Make data privacy integral to new products and processes
The GDPR legislation recognises that privacy is often an after-thought and so has mandated ‘privacy by design’. It’s not a new term but its enshrinement in legislation certainly is new.
Put simply, organisations must now build in data privacy in the initial design stages of any product or process implementation. As a regulator you’ll probably always have ‘in-flight’ projects that deal with personal data. If this article inspires you to do just one thing it should be to conduct a privacy impact assessment for each of them. Fortunately, when it comes to closing any privacy design gaps you identify, the legislation permits a risk-based approach. So you can consider the cost of implementation along with the wider context and the purpose of the data handling. In this sense there’s some room for manoeuvre and a number of practical ways to make sure you comply.
GDPR also introduces the term ‘privacy by default’, specifying that organisations should only process data where required to achieve their stated aims. This means only collecting the data you need to and not exposing it to more people than need to see it. To get a handle on the former you need to ensure that each item of data collected can be tied to your statutory objectives. For the latter, you need to expose personal information only to people who need to process it – including through application and database access mechanisms.
Make sure third-party data processors comply with the new rules
As a regulator you’ll probably share personal data in some form with third party organisations that process it for you. Organisations like cloud service providers, IT contractors and any data analytics or research organisations you work with. A significant shift under the GDPR legislation is that these third parties are now themselves directly obliged to comply with the legislation.
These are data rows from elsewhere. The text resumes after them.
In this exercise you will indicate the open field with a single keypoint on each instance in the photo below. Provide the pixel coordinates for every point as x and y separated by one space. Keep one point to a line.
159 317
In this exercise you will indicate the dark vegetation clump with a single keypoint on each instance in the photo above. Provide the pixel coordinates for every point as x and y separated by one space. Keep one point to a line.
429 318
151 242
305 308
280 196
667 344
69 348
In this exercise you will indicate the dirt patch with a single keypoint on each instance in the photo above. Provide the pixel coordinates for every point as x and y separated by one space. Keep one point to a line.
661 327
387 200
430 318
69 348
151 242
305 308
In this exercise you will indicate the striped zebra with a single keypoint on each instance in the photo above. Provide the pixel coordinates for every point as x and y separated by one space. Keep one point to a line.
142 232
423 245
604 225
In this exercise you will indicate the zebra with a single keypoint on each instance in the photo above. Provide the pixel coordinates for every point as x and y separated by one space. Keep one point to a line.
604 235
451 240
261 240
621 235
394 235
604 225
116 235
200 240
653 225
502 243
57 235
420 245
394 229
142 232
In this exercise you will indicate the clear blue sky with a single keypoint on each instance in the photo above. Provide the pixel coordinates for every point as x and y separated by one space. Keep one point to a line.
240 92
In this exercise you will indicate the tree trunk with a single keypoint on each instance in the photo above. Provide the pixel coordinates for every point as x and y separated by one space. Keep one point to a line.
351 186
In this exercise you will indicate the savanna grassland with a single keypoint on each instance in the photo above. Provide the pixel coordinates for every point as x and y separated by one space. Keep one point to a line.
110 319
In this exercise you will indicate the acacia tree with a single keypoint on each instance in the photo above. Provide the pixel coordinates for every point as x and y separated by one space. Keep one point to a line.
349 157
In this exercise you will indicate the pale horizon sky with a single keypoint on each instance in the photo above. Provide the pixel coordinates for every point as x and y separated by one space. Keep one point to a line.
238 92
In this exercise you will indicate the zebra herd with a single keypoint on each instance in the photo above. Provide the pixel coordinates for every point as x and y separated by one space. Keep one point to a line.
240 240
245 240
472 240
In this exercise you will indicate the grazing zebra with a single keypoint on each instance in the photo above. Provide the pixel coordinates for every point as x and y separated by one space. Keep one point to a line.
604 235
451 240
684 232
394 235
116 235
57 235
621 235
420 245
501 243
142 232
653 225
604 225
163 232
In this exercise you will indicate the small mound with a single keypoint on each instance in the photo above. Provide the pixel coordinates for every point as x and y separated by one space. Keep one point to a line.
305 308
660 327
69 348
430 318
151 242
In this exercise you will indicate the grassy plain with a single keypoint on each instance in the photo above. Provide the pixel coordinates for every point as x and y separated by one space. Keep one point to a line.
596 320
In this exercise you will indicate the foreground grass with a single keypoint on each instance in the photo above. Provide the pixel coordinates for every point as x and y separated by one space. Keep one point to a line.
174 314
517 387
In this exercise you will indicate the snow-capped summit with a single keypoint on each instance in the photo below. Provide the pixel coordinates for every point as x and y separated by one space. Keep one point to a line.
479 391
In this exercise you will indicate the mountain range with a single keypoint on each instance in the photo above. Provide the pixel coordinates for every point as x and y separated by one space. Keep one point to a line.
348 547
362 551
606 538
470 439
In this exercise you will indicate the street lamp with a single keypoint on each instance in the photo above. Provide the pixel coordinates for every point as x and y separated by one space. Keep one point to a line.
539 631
But these extra responsibilities placed on data processors do little to absolve you from your obligations as the data controller.
In particular, you still need to make sure any processors you appoint have the technical and organisational mechanisms in place to comply with GDPR. And all such relationships must have a binding contract that clearly specifies the categories of data in scope, type of processing activity and time-periods. Any current contracts with data processors that don’t provide this detail will need to be amended before the May deadline.
Revising your existing contracts might be onerous in the short term, but longer-term will afford you more control. For example, under GDPR third parties can only process data in strict accordance with your documented instructions. And the legislation places tight restrictions on any use of sub-contractors, which isn’t permitted unless contractually agreed with you. Even when you grant general permission, the processor must give you advance notice each time they engage a new sub-contractor. Finally, GDPR should encourage data processors to be more helpful by requiring them to actively help you, the data controller, to meet your obligations. That includes advising you if they think anything you’re doing constitutes a breach.
Get benefits beyond compliance
Focusing on these key areas will give your GDPR programme the direction it needs to be successful. We believe you’ll see many improvements to the way you work day to day that will make it all worthwhile. Information breaches will still be an inevitable consequence of complex information systems and intricate business processes. When the worst does happen, having actively minimised its scale and impact will be critical in terms of reputation.